Nasıl Oldu Da Bu Sitede Köşe Yazmaya Başladım?

Uygar Tankut

İşin doğrusu şu ki, beni yıllardır ne Bild'ler ne New York Times'ler ne The Sun'lar istedi ama ben hiçbirine varmadım. Peki neden? Çünkü oralarda yazsaydım, siz okuyamazdınız! Okusanız da, anlayamazdınız! Yani sizin için buradayım.

Nasıl? Tam bir okur yağdanlığıyla başladım değil mi? Öyle ya, beni siz var ettiniz, falan feşmekan?

Biliyorsunuz ya da bilmiyorsunuz, benim esas işin psikologluk. Memleketin çoğunun kafayı yemiş olması açıkçası benim işime geliyor. Müşteri databankım acayip arttı. Bu anlamda pazarımın genişlemesine sağladıkları katkılar için politikacılara hassaten teşekkür ederim.

Peki, ben burada nasıl yazmaya başladım? Fildişi kulemden, halka nasıl indim?

Sebebi basit, Fikri Ellibeşoğlu denilen şahıs yazmaya başlayınca... Biz, bu Fikri'yle eski arkadaşız ama bir türlü anlaşamayız. Bir gün Samsunsonhaber'i okurken, bir de ne göreyim? "Fikri Ellibeşoğlu yazılarıyla bizde" falan demişler. Elimdeki kahvemi fışkırttım, yeminle?

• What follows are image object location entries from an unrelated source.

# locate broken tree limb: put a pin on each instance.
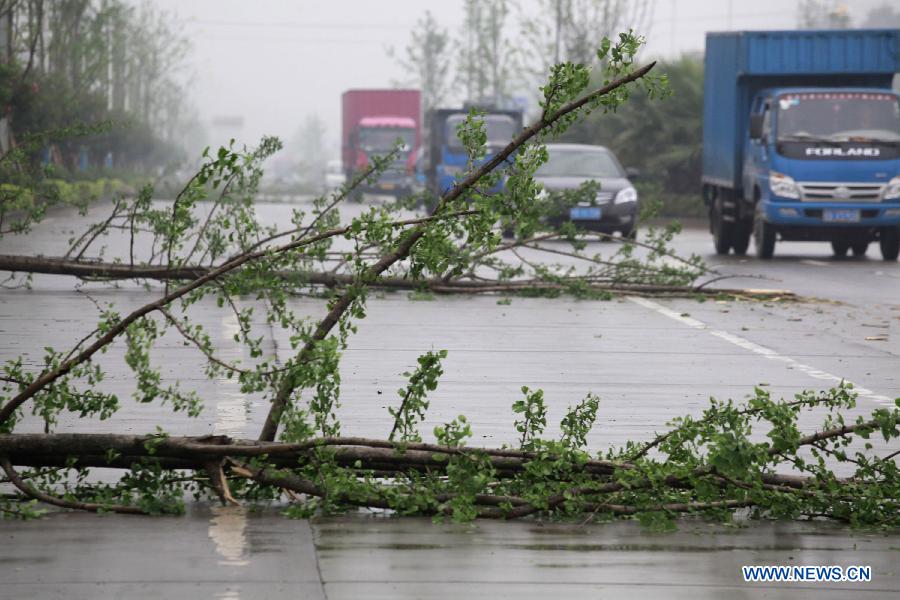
(36, 494)
(403, 249)
(119, 271)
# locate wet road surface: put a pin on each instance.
(649, 360)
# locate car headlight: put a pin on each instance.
(782, 185)
(892, 190)
(626, 196)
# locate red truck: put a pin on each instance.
(373, 121)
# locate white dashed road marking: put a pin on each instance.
(761, 350)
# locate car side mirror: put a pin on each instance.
(756, 126)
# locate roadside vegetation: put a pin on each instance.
(207, 246)
(91, 102)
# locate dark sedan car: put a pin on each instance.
(569, 166)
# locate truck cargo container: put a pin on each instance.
(447, 158)
(373, 121)
(801, 139)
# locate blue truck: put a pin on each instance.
(446, 158)
(801, 139)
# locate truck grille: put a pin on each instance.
(841, 192)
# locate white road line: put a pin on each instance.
(761, 350)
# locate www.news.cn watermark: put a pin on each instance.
(815, 573)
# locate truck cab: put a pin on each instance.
(447, 157)
(822, 165)
(373, 121)
(379, 136)
(801, 139)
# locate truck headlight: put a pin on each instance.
(626, 196)
(782, 185)
(892, 190)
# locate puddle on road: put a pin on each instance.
(233, 407)
(227, 530)
(231, 414)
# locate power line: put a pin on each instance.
(295, 24)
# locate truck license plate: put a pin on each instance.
(840, 215)
(585, 213)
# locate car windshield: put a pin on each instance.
(383, 139)
(499, 128)
(580, 163)
(838, 117)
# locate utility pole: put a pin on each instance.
(6, 47)
(672, 29)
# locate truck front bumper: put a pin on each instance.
(826, 221)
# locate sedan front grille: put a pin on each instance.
(841, 192)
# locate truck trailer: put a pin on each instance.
(373, 121)
(801, 139)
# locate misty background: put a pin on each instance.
(93, 91)
(277, 61)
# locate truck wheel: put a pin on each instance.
(764, 236)
(889, 239)
(741, 240)
(723, 231)
(840, 248)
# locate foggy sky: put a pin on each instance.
(276, 61)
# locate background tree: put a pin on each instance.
(882, 16)
(72, 62)
(823, 14)
(427, 61)
(487, 60)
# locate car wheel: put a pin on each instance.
(840, 247)
(741, 240)
(889, 239)
(764, 237)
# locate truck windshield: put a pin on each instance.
(579, 163)
(838, 117)
(499, 128)
(383, 139)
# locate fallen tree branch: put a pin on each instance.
(120, 271)
(35, 493)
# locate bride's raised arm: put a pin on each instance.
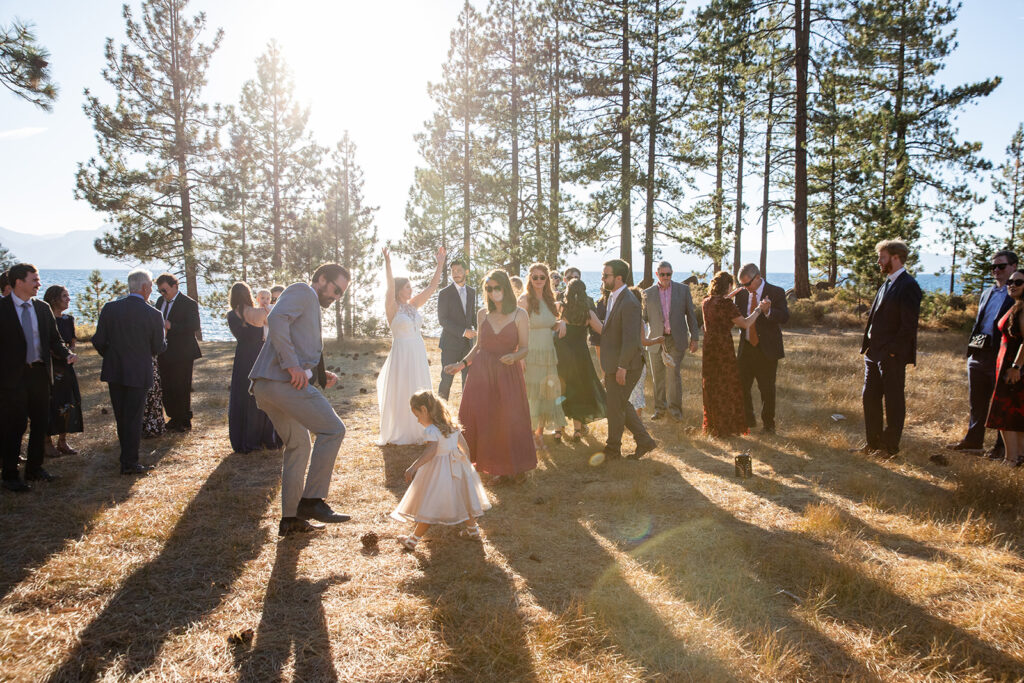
(429, 290)
(390, 305)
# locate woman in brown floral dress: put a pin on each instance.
(723, 398)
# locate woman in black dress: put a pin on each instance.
(584, 394)
(1007, 412)
(66, 399)
(248, 427)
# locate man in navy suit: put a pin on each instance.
(181, 323)
(457, 314)
(761, 346)
(29, 339)
(129, 333)
(889, 345)
(982, 351)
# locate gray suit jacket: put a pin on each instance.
(682, 316)
(621, 346)
(294, 338)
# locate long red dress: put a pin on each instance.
(723, 397)
(1007, 411)
(495, 412)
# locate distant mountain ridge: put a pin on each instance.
(71, 250)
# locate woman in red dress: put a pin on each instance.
(495, 412)
(723, 398)
(1007, 411)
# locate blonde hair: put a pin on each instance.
(438, 411)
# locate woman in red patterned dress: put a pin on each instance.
(723, 398)
(1007, 412)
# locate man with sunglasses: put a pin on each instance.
(281, 382)
(671, 313)
(181, 325)
(761, 346)
(983, 347)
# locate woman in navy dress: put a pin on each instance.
(66, 399)
(248, 427)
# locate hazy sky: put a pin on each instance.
(361, 66)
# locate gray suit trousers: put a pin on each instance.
(295, 415)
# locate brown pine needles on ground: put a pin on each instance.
(823, 565)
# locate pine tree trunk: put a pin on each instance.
(626, 229)
(802, 281)
(648, 232)
(737, 255)
(765, 190)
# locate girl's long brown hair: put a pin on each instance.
(532, 303)
(438, 411)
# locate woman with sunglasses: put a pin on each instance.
(407, 370)
(544, 388)
(1007, 411)
(495, 412)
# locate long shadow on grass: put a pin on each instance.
(772, 559)
(293, 623)
(218, 532)
(39, 524)
(563, 563)
(475, 612)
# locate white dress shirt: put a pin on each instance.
(37, 346)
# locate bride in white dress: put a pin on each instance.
(406, 370)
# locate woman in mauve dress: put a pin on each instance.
(495, 412)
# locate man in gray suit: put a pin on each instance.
(622, 360)
(281, 382)
(670, 312)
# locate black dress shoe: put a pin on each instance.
(642, 451)
(296, 525)
(16, 485)
(39, 475)
(315, 508)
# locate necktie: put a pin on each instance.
(30, 339)
(752, 332)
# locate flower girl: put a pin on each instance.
(445, 487)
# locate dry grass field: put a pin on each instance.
(824, 565)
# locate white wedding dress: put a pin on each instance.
(404, 373)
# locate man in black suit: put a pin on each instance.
(29, 339)
(622, 359)
(983, 348)
(457, 314)
(181, 323)
(129, 333)
(889, 345)
(761, 346)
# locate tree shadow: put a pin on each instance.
(217, 535)
(87, 486)
(475, 612)
(293, 623)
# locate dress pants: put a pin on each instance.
(26, 406)
(295, 414)
(621, 412)
(449, 356)
(175, 379)
(884, 381)
(668, 381)
(754, 365)
(129, 407)
(981, 381)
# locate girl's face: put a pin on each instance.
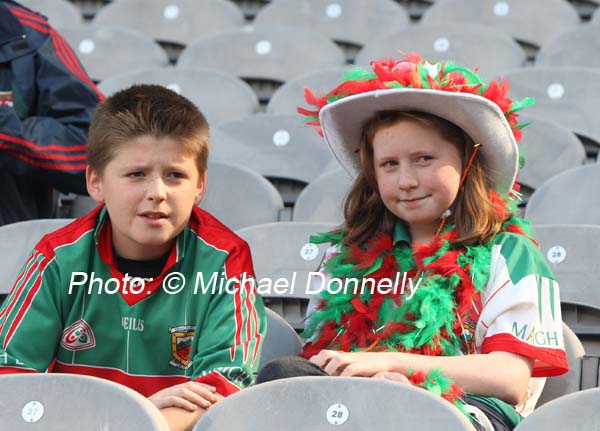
(418, 174)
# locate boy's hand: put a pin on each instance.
(188, 396)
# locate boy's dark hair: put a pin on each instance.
(146, 110)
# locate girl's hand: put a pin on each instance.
(355, 364)
(188, 396)
(393, 377)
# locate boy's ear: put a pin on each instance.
(201, 188)
(94, 184)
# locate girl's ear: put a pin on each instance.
(94, 184)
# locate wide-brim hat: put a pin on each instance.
(446, 90)
(342, 122)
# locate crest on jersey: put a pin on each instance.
(78, 336)
(181, 345)
(6, 99)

Hemen, genel yayın yönetmeni olan arkadaşı aradım. Nasıl olur, nasıl yazar diye çemkirmeye niyetlendim ancak "hocam gel bir çayımızı iç" deyince, hop atladım gittim. Benim kliniğe yakın sayılır. Kibar çocuklarmış, aferin.

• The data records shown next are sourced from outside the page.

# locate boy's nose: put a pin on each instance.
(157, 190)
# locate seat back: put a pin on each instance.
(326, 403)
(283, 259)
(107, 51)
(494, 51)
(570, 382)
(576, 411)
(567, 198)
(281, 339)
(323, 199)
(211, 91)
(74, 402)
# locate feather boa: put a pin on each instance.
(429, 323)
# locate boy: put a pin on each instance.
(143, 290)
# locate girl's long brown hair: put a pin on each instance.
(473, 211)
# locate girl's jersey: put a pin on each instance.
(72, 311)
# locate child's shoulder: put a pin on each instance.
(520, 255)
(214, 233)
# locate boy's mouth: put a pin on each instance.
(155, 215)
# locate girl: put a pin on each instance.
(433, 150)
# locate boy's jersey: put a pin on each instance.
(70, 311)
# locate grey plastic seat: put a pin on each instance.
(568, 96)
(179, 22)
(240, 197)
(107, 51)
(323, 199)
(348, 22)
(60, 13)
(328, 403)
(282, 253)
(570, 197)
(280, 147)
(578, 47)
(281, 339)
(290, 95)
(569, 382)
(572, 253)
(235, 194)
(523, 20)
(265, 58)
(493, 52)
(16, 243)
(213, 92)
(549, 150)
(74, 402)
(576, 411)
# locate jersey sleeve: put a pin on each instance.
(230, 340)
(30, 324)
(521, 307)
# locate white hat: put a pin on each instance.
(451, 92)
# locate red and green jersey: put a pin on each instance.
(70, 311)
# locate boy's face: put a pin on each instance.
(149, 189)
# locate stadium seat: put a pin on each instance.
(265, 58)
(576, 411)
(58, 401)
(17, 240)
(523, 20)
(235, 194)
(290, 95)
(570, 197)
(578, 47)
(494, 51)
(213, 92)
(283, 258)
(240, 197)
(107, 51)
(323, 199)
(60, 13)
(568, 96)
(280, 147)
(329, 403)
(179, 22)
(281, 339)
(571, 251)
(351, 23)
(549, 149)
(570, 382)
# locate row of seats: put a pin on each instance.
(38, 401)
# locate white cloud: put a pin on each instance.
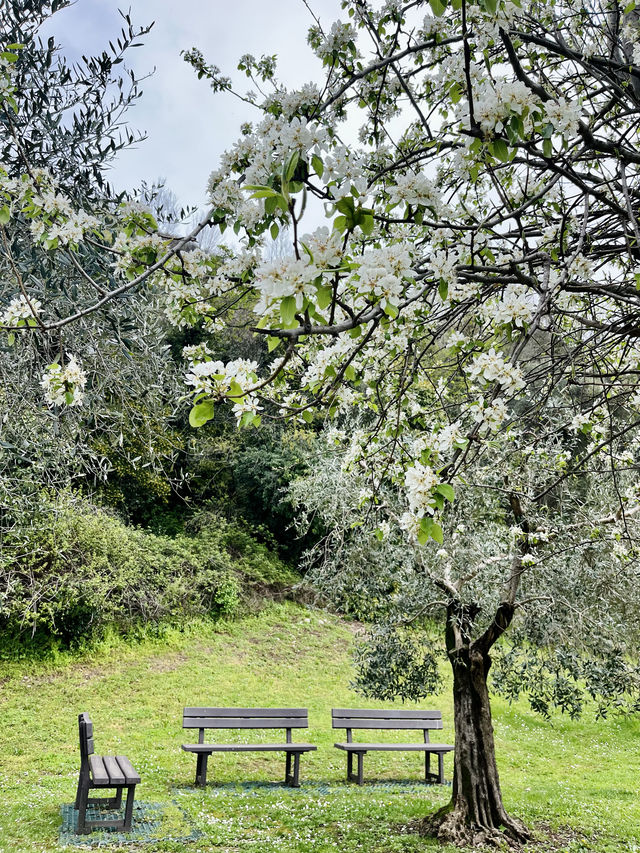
(187, 125)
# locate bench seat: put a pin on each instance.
(369, 718)
(399, 747)
(205, 719)
(103, 771)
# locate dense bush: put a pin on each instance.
(79, 569)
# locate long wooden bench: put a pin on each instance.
(102, 771)
(349, 719)
(247, 718)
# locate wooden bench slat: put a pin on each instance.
(99, 772)
(245, 712)
(395, 747)
(248, 747)
(131, 775)
(244, 723)
(116, 776)
(360, 723)
(390, 714)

Şimdi buradan sadece size yazıyorum, başkaları duymasın. Meğer ortada büyük resim varmış ve onu görmem için gazeteye gitmem gerekiyormuş.

Şöyle ki, aslında yazarlığı ilk bana teklif edeceklermiş ama anayasanın ilk üç maddesi gibi, teklif dahi edilemez gibi görmüşler bunu. Ne de olsa Türkiye'nin yetiştirdiği en büyük beyinlerden biri, dünya psikoloji tarihinde Freud, Schweinsteiger ve Michael Jordan'la birlikte efsane isimlerinden birisi olduğum için çekinmişler, kabul etmez demişler. Telif ödemek için bankadan kredi çekmişler... O yüzden ters psikoloji yapıp ? bakın hele keratalara ? Fikri'ye yazdırıp beni de ortama çekmeyi planlamışlar. Yani Fikriciğim, seni yem olarak kullanmışlar!

"Yok, yazmam yine de" deme şansım kalmadı böylece. Bir de tabii damardan girdiler. "Aman hocam Samsun halkı başta olmak üzere Türkiye ve komple Türk dünyası sizin yazılarınıza muhtaç! Bizi ilminizden mahrum bırakmayın! Halkın umudu Tankut Hoca! Dünya psikoloğu, ümmetin ilim adamı!"

Yani bu minvalde sloganlarla gaza getirdiler beni. Sonuçta yedi üniversite, iki dershane, birer tane de tiyatro ve dikiş nakış kursu da bitirse, insan yine de pohpohlanmayı seviyor. Almanların bizi kıskandığına bile inanabiliyor.

Bundan sonra her hafta buralardayım. Psikolojinizi bozacağım?